En 45 minutos andando seguimos observando la devastación. En el polígono nos encontramos por primera vez con el escenario con el que tendríamos que lidiar a partir de ese momento. A pie de calle barro por todos lados, de diferentes densidades y plasticidades; y charcos de agua marrón. Puertas metálicas de las naves dobladas por el agua que dejaban ver maquinaria inservible y trabajadores limpiando y ordenando vestidos con ropa de trabajo llena de barro. Camiones de ejército atravesando las calles del polígono, bulldozers de todo tipo y tamaño moviendo escombros, lodo, broza, muebles, partes metálicas para despejar las vías de comunicación.
Pasado el polígono, anexo a la localidad, llegamos al centro. Justo antes de llegar el malagueño se había puesto a cantar probablemente por nervios ante la magnitud y gravedad de la situación y Pere le llamó la atención. Veo a dos mujeres abrazándose y llorando.
Andamos por las calles mirando con miedo el nivel que había dejado la riada; en algunas zonas llegan a los dos metros sobre el nivel del suelo. Todo lo que había de esos dos metros hacia abajo ha quedado completamente destruido. Muebles, electrodomésticos, ropa, libros, y ordenadores -me llamó la atención una orla universitaria de la facultad de Veterinaria, que evite pisar no se muy bien porque- tirados por todos lados. En las calles entre el lodo, vecinos y voluntarios limpiando como se puede, abriendo alcantarillas, moviendo con palas y escobones toneladas y toneladas de barro hacia el barranco o hacia las alcantarillas -alcantarillas que están colapsadas y que en la mayoría de calles se han abierto los registros, las tapas metálicas redondas, del centro de la calzada-. La escena del casino define la situación de los locales: sólo resistió el ladrillo y el hormigón; las ventanas, las carpinterías y puertas no están. Todo el local -bastante grande- situado en la planta calle está lleno de unos dos metros de cañas hasta el fondo. Toneladas de cañas enmarañadas entre sí. El lunes 4 de noviembre, una semana después de la riada, nos encontramos calles que aún estaban inaccesibles para cualquier vehículo.
Osman, tiene problemas en la rodilla porque hace poco que le han operado, se quedan atrás junto con Luis, aunque este por despiste o curiosidad periodística. El malagueño va de atrás a adelante, intentando dar consejos a la gente. Unificamos el grupo y seguimos avanzando.

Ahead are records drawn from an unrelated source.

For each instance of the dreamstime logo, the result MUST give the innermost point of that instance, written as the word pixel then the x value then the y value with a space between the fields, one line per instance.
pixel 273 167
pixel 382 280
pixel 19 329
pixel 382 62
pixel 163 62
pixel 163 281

La imagen del barranco es impactante. En el centro de la localidad un surco que parece hecho por una excavadora gigante que ha arrancado de cuajo todo excepto un árbol grande que aguanta estoico sobre una base de raíces lavadas por la riada, cañas y basura. No identifique el árbol, aunque hice un cursillo municipal de jardinería. El clima, y por lo tanto las plantas que crecen allí son muy diferentes de las del valle del Ebro. El barranco permite ampliar el campo de visión, permite ver que la destrucción llega hasta donde alcanza la vista.
El acceso es difícil, una calle muy estrecha -1 metro- entre coches y la fachada; con vecinos y voluntarios acarreando capazos y carretillos de lodo porque al estar colapsada la calle no han podido acceder al alcantarillado. A escasos 25 metros una torre de luz de ladrillo -unos 4 o 5 metros de alto- está siendo derribada por una retroexcavadora del ejército de tierra hacia el barranco para aprovechar la instalación previa y poner un equipo electrógeno.
Tras 45 minutos andando por fin llegamos a la sede.